New Evidence of Early Glacial Development, History of Antarctic Ice Sheet Revised
May 5, 2006
Sediments characteristic of deposition by glacial ice near the Eocene-Oligocene boundary on Seymour Island. Credit: Linda C. Ivany
Syracuse University Professors Linda C. Ivany and Scott D. Samson along with colleagues at the University of Leuven in Belgium and Hamilton College have found evidence that expands our understanding about how the ice sheet covering most of Antarctica really began. Their findings were published in the article “Evidence for an Earliest Oligocene Ice Sheet on the Antarctic Penninsula,” in the May 2006 issue of the journal, Geology.
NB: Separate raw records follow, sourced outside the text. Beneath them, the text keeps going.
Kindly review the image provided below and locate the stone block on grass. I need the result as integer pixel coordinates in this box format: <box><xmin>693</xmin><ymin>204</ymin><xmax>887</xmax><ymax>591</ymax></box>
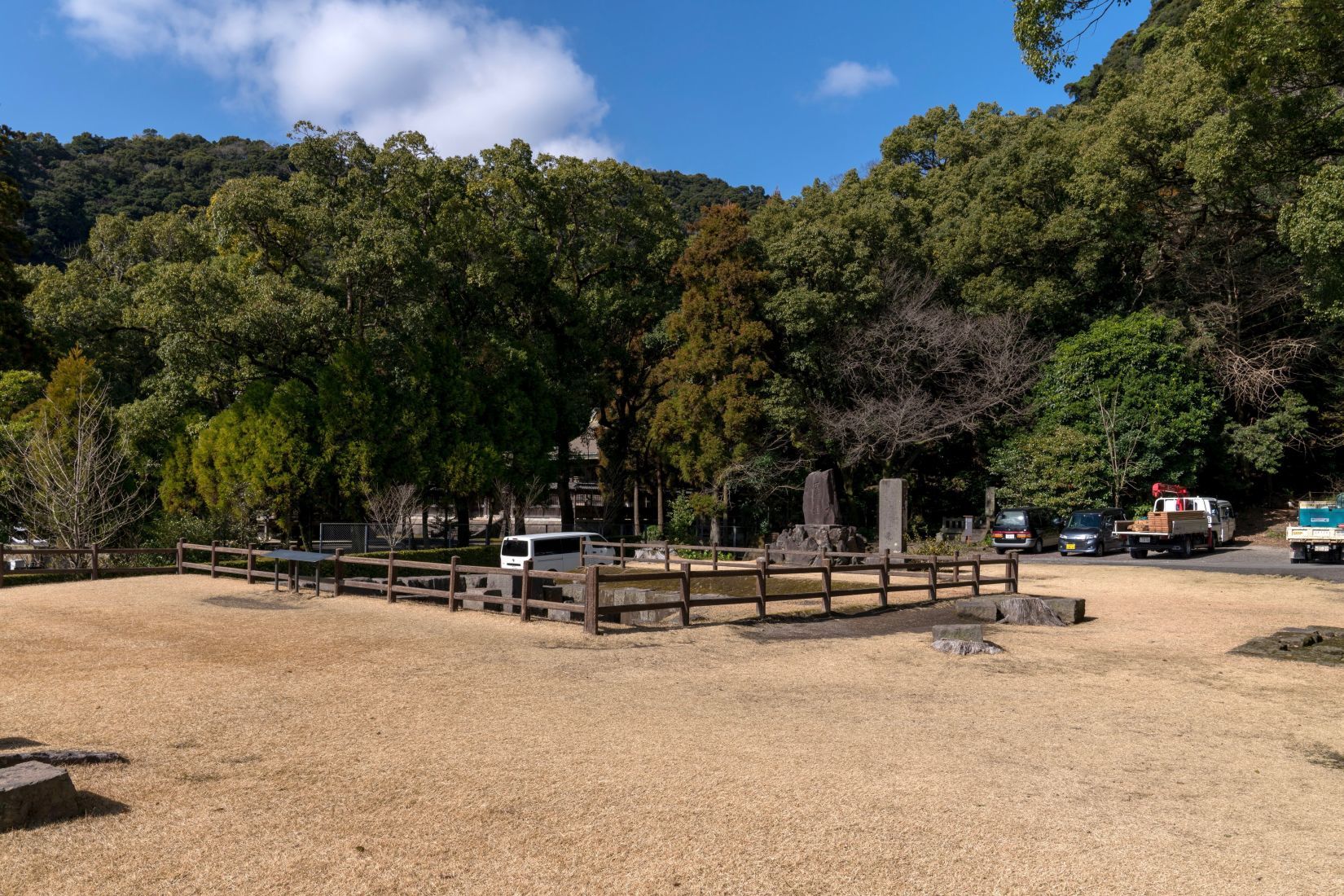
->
<box><xmin>0</xmin><ymin>762</ymin><xmax>79</xmax><ymax>830</ymax></box>
<box><xmin>1042</xmin><ymin>598</ymin><xmax>1087</xmax><ymax>626</ymax></box>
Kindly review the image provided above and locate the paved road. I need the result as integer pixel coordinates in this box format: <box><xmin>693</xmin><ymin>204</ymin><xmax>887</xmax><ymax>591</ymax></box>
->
<box><xmin>1021</xmin><ymin>544</ymin><xmax>1344</xmax><ymax>582</ymax></box>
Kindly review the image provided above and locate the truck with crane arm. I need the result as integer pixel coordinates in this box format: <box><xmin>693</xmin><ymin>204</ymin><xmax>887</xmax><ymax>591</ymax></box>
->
<box><xmin>1116</xmin><ymin>482</ymin><xmax>1236</xmax><ymax>559</ymax></box>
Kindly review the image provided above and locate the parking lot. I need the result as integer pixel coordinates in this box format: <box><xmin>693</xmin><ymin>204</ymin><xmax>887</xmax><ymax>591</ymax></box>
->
<box><xmin>1021</xmin><ymin>542</ymin><xmax>1344</xmax><ymax>582</ymax></box>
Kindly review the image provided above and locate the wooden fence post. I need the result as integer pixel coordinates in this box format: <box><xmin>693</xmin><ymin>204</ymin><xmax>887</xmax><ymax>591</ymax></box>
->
<box><xmin>679</xmin><ymin>563</ymin><xmax>691</xmax><ymax>627</ymax></box>
<box><xmin>757</xmin><ymin>557</ymin><xmax>769</xmax><ymax>619</ymax></box>
<box><xmin>517</xmin><ymin>560</ymin><xmax>532</xmax><ymax>622</ymax></box>
<box><xmin>877</xmin><ymin>548</ymin><xmax>891</xmax><ymax>606</ymax></box>
<box><xmin>821</xmin><ymin>548</ymin><xmax>831</xmax><ymax>615</ymax></box>
<box><xmin>583</xmin><ymin>565</ymin><xmax>600</xmax><ymax>634</ymax></box>
<box><xmin>447</xmin><ymin>555</ymin><xmax>459</xmax><ymax>613</ymax></box>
The research was supported by funding from the National Science Foundation’s Office of Polar Programs.
“One of the most fundamental climate shifts that this planet has undergone since the events that precipitated the extinction of the dinosaurs is the so-called
‘greenhouse to icehouse transition’—the time when Earth went from having virtually no ice on it at all to one with a more or less permanent ice sheet covering Antarctica,” says Ivany, professor of earth science in The College of Arts and Sciences at SU and principal investigator on the project. “This happened about 34 million years ago, and is marked by dramatic changes in the chemistry of the oceans and the appearance of ‘ice rafted debris’ in ocean sediments around Antarctica, carried there by icebergs from land that floated out and melted far from the continent, releasing the sand and rock that had been frozen into them.”
Though scientists are quite sure that glaciers grew on Antarctica at this time, it is not clear where that ice was, nor how much of it there was initially. This is because most of the continent is now under the ice, and it is difficult to find places where sediments are exposed that record this interval of time.
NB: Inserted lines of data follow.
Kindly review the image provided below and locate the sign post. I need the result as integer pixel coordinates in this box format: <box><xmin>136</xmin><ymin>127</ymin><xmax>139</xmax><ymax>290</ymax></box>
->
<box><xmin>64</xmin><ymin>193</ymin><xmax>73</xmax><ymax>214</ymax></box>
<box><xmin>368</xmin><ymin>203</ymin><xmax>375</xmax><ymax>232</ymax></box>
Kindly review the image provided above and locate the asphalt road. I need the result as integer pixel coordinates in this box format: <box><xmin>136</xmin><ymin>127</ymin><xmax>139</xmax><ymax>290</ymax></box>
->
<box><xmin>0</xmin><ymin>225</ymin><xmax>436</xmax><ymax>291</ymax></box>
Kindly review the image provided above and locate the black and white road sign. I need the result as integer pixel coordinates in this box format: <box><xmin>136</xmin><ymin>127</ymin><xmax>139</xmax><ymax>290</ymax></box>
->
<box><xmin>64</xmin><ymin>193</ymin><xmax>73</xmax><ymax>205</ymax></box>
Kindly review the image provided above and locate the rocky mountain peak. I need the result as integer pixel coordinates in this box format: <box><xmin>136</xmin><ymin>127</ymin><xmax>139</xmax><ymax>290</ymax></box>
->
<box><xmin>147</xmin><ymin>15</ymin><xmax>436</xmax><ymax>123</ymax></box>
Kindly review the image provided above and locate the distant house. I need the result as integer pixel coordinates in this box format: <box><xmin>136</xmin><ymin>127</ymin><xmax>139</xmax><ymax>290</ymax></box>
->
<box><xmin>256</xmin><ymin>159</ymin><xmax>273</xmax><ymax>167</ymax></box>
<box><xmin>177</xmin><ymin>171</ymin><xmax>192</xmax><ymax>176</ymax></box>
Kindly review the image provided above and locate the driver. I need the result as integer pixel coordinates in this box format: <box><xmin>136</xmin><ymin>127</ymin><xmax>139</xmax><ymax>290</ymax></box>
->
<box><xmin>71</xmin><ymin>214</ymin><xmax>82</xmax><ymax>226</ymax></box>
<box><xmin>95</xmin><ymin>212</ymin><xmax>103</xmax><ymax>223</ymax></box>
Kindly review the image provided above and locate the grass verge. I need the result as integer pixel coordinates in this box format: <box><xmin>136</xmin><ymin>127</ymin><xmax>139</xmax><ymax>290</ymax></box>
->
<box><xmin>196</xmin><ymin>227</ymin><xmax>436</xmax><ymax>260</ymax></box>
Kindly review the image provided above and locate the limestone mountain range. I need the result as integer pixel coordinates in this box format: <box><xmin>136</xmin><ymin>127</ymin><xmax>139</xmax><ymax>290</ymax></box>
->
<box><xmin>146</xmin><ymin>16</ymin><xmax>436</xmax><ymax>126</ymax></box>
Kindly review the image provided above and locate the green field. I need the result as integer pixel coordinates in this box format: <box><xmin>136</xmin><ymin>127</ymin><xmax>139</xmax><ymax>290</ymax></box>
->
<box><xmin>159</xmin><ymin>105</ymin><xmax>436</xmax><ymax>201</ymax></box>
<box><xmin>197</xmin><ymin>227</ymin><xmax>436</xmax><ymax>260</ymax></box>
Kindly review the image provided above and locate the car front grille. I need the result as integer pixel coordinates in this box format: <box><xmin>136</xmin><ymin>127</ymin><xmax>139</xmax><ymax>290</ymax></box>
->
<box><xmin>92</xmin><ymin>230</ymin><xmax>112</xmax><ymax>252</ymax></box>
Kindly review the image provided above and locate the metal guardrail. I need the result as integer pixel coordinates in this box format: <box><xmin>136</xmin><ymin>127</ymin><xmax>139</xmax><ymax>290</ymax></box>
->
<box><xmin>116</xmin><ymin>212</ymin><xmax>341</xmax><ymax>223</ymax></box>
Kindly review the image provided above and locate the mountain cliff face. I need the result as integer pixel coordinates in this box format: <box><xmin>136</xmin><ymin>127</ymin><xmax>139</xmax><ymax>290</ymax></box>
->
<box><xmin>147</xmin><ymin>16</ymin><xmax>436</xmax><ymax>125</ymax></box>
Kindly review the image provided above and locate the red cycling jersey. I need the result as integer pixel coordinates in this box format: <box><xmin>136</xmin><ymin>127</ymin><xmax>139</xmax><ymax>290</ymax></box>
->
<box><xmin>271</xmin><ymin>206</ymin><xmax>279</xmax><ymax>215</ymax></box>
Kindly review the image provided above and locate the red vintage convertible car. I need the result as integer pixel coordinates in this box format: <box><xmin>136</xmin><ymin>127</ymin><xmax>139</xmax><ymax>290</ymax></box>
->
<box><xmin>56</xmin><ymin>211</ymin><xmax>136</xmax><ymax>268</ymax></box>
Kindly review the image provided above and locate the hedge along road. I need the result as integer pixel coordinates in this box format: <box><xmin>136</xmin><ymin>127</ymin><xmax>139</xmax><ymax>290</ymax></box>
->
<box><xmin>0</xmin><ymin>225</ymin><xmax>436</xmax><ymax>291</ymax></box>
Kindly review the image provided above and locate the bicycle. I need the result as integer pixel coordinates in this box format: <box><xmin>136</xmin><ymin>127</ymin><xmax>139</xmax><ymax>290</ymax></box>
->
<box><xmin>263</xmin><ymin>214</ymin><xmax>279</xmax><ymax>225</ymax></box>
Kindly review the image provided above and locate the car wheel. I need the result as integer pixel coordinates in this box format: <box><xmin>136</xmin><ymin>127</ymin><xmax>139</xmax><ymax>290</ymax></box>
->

Until now, the assumption has been that glaciers were confined to the eastern part of Antarctica, where the biggest ice sheet is today. Ivany’s research team found evidence that glaciers may have covered a much bigger area at the early stages of this transition. Sediments on Seymour Island, off the northern tip of the Antarctic Peninsula, have been dated to just this time, and show features characteristic of deposition by glacial ice. Because this island is at the far northern reaches of the Peninsula, in western Antarctica, they suggest that the initial pulse of glaciation was far more extensive than originally suspected.
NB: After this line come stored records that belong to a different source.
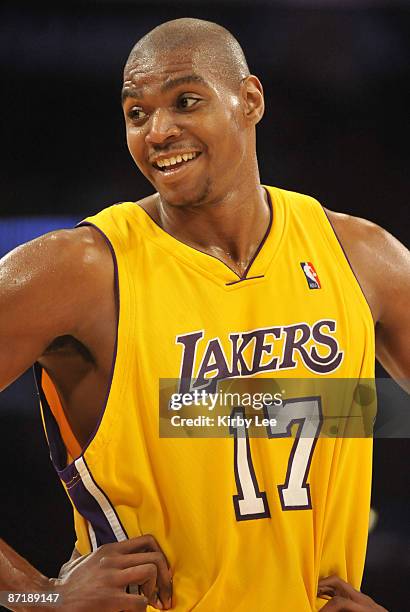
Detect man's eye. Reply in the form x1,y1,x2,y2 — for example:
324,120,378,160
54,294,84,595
128,106,147,121
178,96,199,108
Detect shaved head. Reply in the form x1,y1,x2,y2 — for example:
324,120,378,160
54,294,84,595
124,18,249,89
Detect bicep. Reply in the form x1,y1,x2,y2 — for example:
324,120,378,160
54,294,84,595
375,234,410,390
0,230,105,389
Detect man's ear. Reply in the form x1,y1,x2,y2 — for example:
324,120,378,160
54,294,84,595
241,74,265,125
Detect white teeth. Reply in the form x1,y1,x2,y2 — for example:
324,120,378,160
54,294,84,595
156,153,197,168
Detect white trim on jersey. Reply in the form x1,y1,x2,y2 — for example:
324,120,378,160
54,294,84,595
74,457,127,542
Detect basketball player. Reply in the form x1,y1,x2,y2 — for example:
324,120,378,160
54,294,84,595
0,19,410,612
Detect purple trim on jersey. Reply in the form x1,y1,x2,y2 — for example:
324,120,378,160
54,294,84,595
136,187,273,285
59,457,126,546
35,221,120,480
225,274,264,287
69,221,120,464
33,363,67,472
322,206,372,312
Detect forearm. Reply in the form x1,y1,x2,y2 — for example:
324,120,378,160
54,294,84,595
0,539,49,591
0,539,53,612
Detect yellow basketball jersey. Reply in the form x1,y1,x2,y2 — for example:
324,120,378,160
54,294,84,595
37,187,375,612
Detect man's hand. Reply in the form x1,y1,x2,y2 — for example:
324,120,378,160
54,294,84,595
50,535,172,612
317,576,387,612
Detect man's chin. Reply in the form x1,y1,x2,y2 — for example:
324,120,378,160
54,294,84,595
158,181,211,208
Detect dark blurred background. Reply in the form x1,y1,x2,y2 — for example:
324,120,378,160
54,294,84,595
0,0,410,611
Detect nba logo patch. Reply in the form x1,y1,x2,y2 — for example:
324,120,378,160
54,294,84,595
300,261,321,289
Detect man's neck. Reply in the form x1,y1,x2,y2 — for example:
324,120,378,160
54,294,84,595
156,183,271,276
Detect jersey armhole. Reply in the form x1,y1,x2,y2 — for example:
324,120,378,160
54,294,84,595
314,201,374,329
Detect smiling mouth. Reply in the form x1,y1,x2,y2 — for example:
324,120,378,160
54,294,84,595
152,151,201,172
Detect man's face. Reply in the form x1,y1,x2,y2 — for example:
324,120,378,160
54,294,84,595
123,50,249,206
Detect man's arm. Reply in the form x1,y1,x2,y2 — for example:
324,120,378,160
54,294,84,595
0,227,113,390
0,535,172,612
329,212,410,392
Scientists believe that growth of the Antarctic ice sheet was initiated by a drop in greenhouse gas concentrations in the atmosphere in combination with a change in ocean circulation caused by South America pulling away from Antarctica. The climatic response to these gradual changes now appears to be even bigger than previously thought, showing that Earth cooled fast enough to allow the growth of ice on the entire continent all at once.
Ivany’s team concludes that because Earth’s climate system is capable of shifting this rapidly and dramatically to such a new and different state, their discovery may provide an insight into how things could change in the future if we continue to alter our environment.